Ces dernières années, le nombre de Cubains sans abri a augmenté à mesure que la crise s’aggravait sur l’île.
Pendant des décennies, la politique du gouvernement cubain n’a pas permis de remédier aux conditions qui contraignent des centaines de Cubains à mendier, à vivre dans des entrées d’immeubles ou des ruines, ou à errer dans les rues dans des conditions précaires et extrêmement dangereuses.
Ces dernières années, le nombre de Cubains sans abri a augmenté avec l’intensification de la crise économique, touchant particulièrement les personnes âgées.
Une vidéo de Cubanet, filmée dans les rues de La Havane, témoigne du quotidien difficile de plusieurs de ces personnes, reléguées, plus encore que d’autres Cubains, à la misère et à la lutte pour la survie.
« Fort, très fort », répondit un homme âgé en évoquant la vague de froid qui s’abat sur la capitale. Le visage marqué par la détresse, il répéta : « très fort », sans doute en pensant aux matins glacials. Avec des pensions insuffisantes pour se nourrir, et encore moins se loger, nombre de personnes âgées finissent par dormir dans la rue. Fouillant les poubelles, dormant sur des cartons en guise de matelas, elles affrontent chaque jour les dangers d’une vie livrée aux intempéries.
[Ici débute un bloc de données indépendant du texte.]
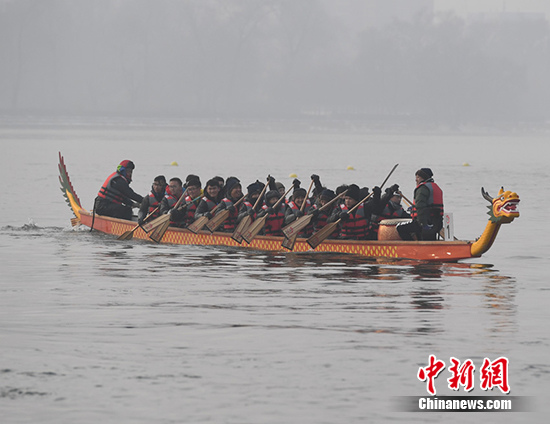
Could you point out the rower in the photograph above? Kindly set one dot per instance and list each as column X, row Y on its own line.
column 233, row 192
column 173, row 193
column 276, row 216
column 356, row 225
column 294, row 210
column 427, row 209
column 151, row 203
column 116, row 198
column 210, row 199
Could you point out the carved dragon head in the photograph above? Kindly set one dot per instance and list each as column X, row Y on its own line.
column 504, row 207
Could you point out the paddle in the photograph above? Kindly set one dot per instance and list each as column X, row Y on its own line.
column 441, row 232
column 321, row 235
column 288, row 242
column 127, row 235
column 254, row 228
column 300, row 223
column 245, row 221
column 220, row 217
column 201, row 221
column 161, row 220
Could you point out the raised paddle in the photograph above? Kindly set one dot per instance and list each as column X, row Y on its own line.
column 127, row 235
column 289, row 242
column 254, row 228
column 321, row 235
column 245, row 221
column 220, row 217
column 296, row 226
column 161, row 220
column 201, row 221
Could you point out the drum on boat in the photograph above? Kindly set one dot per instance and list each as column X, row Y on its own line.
column 387, row 229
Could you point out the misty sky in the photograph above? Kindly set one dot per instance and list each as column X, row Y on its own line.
column 380, row 60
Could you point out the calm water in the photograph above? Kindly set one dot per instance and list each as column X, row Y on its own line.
column 97, row 330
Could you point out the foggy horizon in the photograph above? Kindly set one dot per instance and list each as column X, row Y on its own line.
column 271, row 59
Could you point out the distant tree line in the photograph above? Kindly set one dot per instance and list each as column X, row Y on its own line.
column 258, row 59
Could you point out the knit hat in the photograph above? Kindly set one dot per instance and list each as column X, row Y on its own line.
column 353, row 192
column 299, row 192
column 160, row 179
column 425, row 173
column 327, row 195
column 272, row 194
column 193, row 181
column 255, row 187
column 279, row 185
column 230, row 184
column 212, row 183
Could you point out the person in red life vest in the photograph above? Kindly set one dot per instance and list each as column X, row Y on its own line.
column 293, row 210
column 356, row 225
column 233, row 192
column 247, row 208
column 275, row 216
column 427, row 209
column 173, row 193
column 388, row 208
column 115, row 197
column 210, row 200
column 152, row 201
column 320, row 218
column 185, row 213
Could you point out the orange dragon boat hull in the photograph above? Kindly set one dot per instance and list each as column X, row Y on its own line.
column 438, row 251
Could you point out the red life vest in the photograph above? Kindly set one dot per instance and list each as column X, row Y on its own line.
column 357, row 226
column 274, row 223
column 153, row 204
column 108, row 192
column 190, row 211
column 308, row 229
column 435, row 201
column 231, row 221
column 322, row 220
column 171, row 200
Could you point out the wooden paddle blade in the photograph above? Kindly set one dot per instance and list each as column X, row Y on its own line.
column 297, row 226
column 156, row 223
column 321, row 235
column 253, row 229
column 241, row 227
column 288, row 243
column 218, row 220
column 127, row 235
column 197, row 225
column 157, row 234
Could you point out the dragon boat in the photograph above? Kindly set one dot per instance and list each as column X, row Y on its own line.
column 503, row 209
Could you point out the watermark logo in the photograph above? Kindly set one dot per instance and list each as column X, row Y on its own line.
column 493, row 374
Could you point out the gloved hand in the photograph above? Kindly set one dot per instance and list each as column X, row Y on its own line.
column 314, row 212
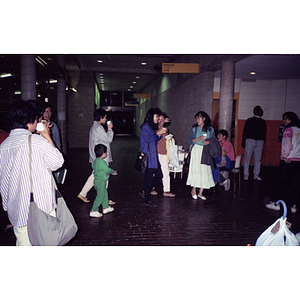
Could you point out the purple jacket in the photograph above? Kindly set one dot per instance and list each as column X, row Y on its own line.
column 148, row 141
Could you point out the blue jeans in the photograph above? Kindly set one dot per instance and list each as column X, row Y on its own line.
column 257, row 147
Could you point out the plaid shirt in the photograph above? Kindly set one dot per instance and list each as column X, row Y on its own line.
column 14, row 174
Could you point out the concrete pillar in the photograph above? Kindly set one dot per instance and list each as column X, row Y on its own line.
column 28, row 77
column 226, row 97
column 62, row 105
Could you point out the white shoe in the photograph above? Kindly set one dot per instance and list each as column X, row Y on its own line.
column 95, row 214
column 273, row 206
column 195, row 197
column 227, row 185
column 107, row 210
column 202, row 197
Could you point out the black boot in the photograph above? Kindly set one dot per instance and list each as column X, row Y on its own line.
column 148, row 200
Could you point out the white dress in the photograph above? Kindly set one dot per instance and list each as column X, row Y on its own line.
column 200, row 175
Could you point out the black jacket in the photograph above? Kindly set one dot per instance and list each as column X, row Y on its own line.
column 210, row 152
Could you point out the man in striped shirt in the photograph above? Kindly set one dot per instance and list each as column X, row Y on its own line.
column 14, row 167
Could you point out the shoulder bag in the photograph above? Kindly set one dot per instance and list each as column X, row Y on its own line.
column 46, row 230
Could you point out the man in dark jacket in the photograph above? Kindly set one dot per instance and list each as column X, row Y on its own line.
column 254, row 136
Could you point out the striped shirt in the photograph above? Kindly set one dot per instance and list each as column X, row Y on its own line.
column 14, row 174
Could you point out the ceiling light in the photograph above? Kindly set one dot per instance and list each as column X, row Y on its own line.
column 4, row 75
column 41, row 61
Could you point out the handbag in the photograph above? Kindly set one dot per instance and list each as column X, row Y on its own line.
column 141, row 162
column 187, row 160
column 173, row 150
column 44, row 229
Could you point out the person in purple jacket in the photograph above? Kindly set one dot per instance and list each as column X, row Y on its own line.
column 150, row 135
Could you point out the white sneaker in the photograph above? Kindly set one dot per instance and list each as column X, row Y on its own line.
column 107, row 210
column 294, row 209
column 227, row 185
column 95, row 214
column 273, row 206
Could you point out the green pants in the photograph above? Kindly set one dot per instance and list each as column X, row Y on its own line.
column 102, row 195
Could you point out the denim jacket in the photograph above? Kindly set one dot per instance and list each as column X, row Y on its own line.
column 148, row 141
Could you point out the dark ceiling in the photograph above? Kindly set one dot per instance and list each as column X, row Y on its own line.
column 119, row 72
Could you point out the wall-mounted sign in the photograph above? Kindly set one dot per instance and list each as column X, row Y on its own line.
column 139, row 96
column 180, row 68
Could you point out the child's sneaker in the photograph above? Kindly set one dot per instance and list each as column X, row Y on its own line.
column 95, row 214
column 107, row 210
« Écoutez, j’étais pilote », commenta un autre Cubain, blotti près d’un tas de sacs et de chiffons éparpillés. « Le pilote cubain Arnaldo Tamayo. Il était mon mentor. Mais tant que les communistes continueront à voler, rien ne changera. »
Ce week-end, une vague de froid fera chuter les températures matinales à La Havane entre 12 et 14 degrés Celsius. Malgré ces prévisions, un Cubain de 75 ans, habitant Campo Florido, n’a d’autre choix que de passer la nuit dehors, devant un immeuble fermé. Il confie n’avoir presque rien mangé et souffrir de diabète.
« Ils m’ont emmené à Las Guásimas et n’ont rien fait pour moi », déplore-t-il, évoquant le traitement réservé dans un refuge pour sans-abri géré par l’État.
À Cuba, bien que le discours officiel se pare de « sensibilité » et d’« humanisme », les autorités prennent parfois des mesures plus punitives que sociales, visant principalement à dissimuler la pauvreté dans les zones touristiques et à renforcer le contrôle de l’État sur les populations marginalisées.
Comme à son habitude, le régime cubain évite de qualifier la pauvreté de phénomène structurel et nie que l’échec du modèle économique soit à l’origine de l’exclusion.